Otology is a branch of medicine which studies normal and pathological anatomy and physiology of the ear (hearing and vestibular sensory systems and related structures and functions) as well as their diseases, diagnosis and treatment. Otologic surgery generally refers to surgery of the middle ear and mastoid related to chronic otitis media, such as tympanoplasty, or ear drum surgery, ossiculoplasty, or surgery of the hearing bones, and mastoidectomy.  Otology also includes surgical treatment of conductive hearing loss, such as stapedectomy surgery for otosclerosis. 

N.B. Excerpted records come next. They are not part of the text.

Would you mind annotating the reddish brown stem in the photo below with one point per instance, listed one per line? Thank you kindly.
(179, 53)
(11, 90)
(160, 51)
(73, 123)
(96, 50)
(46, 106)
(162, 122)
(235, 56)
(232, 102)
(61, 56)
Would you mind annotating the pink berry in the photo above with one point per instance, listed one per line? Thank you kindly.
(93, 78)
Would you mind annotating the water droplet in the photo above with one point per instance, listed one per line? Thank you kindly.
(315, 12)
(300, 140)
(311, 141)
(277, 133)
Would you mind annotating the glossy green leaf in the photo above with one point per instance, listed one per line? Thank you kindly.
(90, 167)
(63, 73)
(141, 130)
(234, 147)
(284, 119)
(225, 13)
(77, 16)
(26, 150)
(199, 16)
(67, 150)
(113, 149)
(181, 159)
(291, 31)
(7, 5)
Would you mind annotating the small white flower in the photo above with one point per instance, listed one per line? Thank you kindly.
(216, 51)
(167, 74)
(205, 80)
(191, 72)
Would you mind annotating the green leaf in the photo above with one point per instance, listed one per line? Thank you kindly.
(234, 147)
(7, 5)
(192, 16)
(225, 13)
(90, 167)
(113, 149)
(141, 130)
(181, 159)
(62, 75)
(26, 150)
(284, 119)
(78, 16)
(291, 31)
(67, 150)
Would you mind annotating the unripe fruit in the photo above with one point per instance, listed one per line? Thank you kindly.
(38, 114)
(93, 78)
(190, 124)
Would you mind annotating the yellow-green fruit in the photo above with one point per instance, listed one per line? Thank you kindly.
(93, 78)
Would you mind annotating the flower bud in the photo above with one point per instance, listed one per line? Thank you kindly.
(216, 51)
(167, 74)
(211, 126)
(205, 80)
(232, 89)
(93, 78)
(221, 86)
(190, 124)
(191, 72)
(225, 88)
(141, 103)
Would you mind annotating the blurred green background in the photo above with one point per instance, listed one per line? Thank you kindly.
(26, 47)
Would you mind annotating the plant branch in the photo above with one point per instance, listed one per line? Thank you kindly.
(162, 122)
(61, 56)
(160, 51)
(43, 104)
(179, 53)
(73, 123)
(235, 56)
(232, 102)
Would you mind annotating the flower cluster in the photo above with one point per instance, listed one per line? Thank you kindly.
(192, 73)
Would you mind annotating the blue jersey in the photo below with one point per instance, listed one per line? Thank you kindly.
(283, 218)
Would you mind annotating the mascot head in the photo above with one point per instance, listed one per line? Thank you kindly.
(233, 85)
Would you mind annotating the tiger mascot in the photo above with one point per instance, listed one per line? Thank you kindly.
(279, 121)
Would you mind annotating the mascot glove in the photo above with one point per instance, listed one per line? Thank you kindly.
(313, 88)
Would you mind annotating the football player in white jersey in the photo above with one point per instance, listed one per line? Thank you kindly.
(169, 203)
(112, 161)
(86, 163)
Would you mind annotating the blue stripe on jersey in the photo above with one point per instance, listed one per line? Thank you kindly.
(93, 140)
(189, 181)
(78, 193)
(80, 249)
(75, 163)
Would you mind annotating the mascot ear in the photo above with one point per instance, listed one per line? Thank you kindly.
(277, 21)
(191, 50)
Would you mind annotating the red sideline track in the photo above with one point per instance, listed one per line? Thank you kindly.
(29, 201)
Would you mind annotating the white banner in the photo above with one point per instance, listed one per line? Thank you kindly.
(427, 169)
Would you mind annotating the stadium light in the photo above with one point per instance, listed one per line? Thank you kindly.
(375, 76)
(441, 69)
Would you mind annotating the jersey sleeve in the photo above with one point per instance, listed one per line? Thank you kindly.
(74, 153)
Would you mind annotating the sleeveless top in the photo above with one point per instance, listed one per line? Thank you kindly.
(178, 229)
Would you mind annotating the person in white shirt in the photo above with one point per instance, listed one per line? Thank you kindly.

Neurotology, a related field of medicine and subspecialty of otolaryngology, is the study of diseases of the inner ear, which can lead to hearing and balance disorders.  Neurotologic surgery generally refers to surgery of the inner ear or surgery that involves entering the inner ear with risk to the hearing and balance organs, including labyrinthectomy, cochlear implant surgery, and surgery for tumors of the temporal bone, such as intracanalicular acoustic neuromas.  Neurotology is expanded to include surgery of the lateral skull base to treat intracranial tumors related to the ear and surrounding nerve and vascular structures, such as large cerebellar pontine angle acoustic neuromas, glomus jugulare tumors and facial nerve tumors.

Some of the concerns of otology include:
 identifying the underlying mechanisms of Ménière's disease,
 finding the causes of tinnitus and developing treatment methods,
 defining the development and progression of otitis media

Related concerns of neurotology include:
 studying signal processing in the cochlear implant patient,
 investigating postural control areas and vestibulo-ocular mechanisms.
 studying the genetics of acoustic neuromas in patients with neurofibromatosis, to better understanding how to treat these tumors and prevent their growth.